Toetsing: Met betrekking tot de operationele rampenbestrijding is rekening gehouden met een groot aantal mogelijke problemen die zouden kunnen optreden, samen met de oplossingen voor deze problemen. Dat hierbij niet alle problemen zijn getackeld is in paragraaf 5.3 besproken, verschillende mogelijke problemen en processen zijn niet uitgewerkt in het rampbestrijdingsplan. Ook bestaat de kans dat een aantal organisaties hun taken volgens het rampbestrijdingsplan niet kunnen uitvoeren zoals dat beschreven staat. In het maatscenario wordt uitgegaan van grote aantallen slachtoffers. Hiervoor zijn 300 ambulances nodig. De vraag is of deze hoeveelheid op korte termijn gemobiliseerd kan worden, mede ook de richtlijn dat de zwaarst gewonde slachtoffers binnen een uur geholpen dienen te worden. De kans is dus groot dat de geneeskundige hulpverlening niet in staat zal zijn om volgens het rampbestrijdingsplan te werken. Dit argument zou trouwens veel minder opgeld doen als er alleen gekeken was naar het maatscenario uit de leidraad vliegtuigongevallen op luchtvaartterreinen.
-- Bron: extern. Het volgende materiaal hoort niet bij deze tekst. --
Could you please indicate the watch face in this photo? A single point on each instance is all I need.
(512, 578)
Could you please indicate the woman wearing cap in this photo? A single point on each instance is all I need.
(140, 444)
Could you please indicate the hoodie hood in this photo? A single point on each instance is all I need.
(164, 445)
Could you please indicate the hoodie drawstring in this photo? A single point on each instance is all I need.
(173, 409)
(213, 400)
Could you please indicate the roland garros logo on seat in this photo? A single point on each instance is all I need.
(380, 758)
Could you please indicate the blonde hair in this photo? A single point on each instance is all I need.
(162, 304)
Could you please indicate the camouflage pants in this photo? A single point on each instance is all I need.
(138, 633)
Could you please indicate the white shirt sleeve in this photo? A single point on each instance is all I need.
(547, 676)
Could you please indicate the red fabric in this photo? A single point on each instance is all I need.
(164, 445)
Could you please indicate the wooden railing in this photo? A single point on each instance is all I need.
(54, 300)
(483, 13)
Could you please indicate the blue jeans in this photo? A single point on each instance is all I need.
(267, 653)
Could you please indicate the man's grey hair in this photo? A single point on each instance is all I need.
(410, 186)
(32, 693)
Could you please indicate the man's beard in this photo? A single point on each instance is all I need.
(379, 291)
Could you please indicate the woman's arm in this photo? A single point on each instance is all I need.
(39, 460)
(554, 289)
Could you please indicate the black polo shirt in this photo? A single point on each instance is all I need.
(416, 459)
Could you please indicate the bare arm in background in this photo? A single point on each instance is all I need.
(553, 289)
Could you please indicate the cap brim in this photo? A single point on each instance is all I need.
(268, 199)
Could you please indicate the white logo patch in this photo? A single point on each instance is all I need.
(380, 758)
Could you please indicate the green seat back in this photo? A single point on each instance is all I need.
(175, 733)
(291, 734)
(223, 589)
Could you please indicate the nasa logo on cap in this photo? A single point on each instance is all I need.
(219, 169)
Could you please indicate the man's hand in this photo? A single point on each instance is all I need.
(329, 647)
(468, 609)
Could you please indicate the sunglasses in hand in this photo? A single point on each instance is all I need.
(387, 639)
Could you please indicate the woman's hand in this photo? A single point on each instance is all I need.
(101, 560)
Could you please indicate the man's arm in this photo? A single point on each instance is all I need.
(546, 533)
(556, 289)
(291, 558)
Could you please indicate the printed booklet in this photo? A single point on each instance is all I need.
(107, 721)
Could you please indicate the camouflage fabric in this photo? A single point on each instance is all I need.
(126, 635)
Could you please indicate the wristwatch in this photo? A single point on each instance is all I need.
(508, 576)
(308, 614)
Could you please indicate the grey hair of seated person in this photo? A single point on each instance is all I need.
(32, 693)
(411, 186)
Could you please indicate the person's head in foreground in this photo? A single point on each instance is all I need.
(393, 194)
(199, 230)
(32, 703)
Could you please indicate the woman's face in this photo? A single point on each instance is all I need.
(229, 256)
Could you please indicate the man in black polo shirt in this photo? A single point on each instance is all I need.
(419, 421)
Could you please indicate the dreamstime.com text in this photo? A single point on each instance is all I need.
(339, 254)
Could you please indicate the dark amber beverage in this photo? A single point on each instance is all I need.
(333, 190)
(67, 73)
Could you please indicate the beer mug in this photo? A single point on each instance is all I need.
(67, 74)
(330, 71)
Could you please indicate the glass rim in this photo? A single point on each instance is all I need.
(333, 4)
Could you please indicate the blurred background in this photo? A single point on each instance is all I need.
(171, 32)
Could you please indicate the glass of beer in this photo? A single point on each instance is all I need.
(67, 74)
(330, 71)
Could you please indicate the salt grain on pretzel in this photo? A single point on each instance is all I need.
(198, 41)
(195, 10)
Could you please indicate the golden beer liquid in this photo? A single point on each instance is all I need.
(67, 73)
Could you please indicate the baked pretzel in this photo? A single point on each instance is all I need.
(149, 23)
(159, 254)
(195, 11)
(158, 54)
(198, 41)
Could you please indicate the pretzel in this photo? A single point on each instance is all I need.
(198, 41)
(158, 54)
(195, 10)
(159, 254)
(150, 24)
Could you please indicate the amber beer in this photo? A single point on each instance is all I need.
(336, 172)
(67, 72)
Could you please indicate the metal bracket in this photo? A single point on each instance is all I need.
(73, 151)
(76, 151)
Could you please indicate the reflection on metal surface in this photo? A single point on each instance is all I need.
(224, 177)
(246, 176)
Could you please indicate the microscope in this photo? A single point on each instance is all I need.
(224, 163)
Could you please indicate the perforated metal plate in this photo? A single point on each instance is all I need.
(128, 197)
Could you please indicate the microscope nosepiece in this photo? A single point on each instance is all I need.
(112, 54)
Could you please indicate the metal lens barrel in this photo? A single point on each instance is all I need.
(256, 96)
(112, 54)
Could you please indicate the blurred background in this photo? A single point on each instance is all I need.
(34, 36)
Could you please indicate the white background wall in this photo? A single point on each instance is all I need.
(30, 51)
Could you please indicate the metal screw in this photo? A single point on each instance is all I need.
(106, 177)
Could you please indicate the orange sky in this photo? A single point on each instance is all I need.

Hierbij zijn namelijk "maar" 75 ambulances noodzakelijk. Ook de brandweer kan bij een ramp geconfronteerd worden met een situatie die zij niet aankan. Bij een treinbotsing met brand in de tunnel kan de situatie zich voordoen dat de brandweer door de grote hitte en rookontwikkeling, niet of nauwelijks in staat zal zijn om op te treden. Hierdoor zou de redding van personen dus twijfelachtig worden. Alhoewel deze mogelijkheid dus niet ondenkbaar is, wordt hieraan in het rampbestrijdingsplan Schiphol geen aandacht gegeven en wordt dus de indruk gewekt dat de brandweer altijd haar taken (in dit geval redding en blussing) zal uitvoeren. De gevolgen van het niet kunnen uitvoeren van deze taken zullen zeer groot zijn. Alhoewel bij de voorbereiding op rampen op Schiphol nergens expliciet wordt vermeld dat kwaliteit over het algemeen belangrijker is dan snelheid, is dit impliciet wel het geval. In alle operationele procedures en werkwijzen is een vorm van verkenning altijd aanwezig. Op grond van de resultaten hiervan zullen personen en materieel worden ingezet. Bij voorlichting wordt gesproken over het streven naar een eerste persconferentie door onder meer de burgemeester na (pas) drie uur. In deze drie uur kan in ieder geval behoorlijk veel informatie worden verzameld.
27
5.10
Wetenschappelijk onderzoek
Theorie: De voorbereiding op rampen kan in principe nooit beter zijn dan de kennis die hiervoor voorhanden is. Het is dus belangrijk om zoveel mogelijk kennis op te doen. Hierbij moet worden opgepast dat er niet uit wordt gegaan van verkeerde aannames over het gedrag van mensen en organisaties tijdens rampen en crises. Hiervoor is al genoemd dat er over het algemeen weinig noodzaak is voor massale opvangcentra (zoals bijvoorbeeld sporthallen) bij rampen. Uit de praktijk blijkt dat een groot deel van de bevolking bij crises zelf op zoek gaat naar onderdak bij bijvoorbeeld vrienden of familie. Andere mispercepties over het gedrag van mensen bij gevaar of crises behelzen paniek, sociale onrust en passiviteit van de bevolking. Uit onderzoek blijkt dat verhalen over grootschalige paniek, plunderingen en apathie van de bevolking bij rampen niet of nauwelijks voorkomen. In plaats daarvan blijken mensen onder buitengewone omstandigheden over het algemeen juist rationeler, meer altruïstisch dan egoïstisch of crimineel, en goed in staat om beslissingen te nemen. Net zoals er mythes zijn over het gedrag van mensen onder bijzondere omstandigheden, zijn er ook verkeerde aannames over het gedrag van organisaties.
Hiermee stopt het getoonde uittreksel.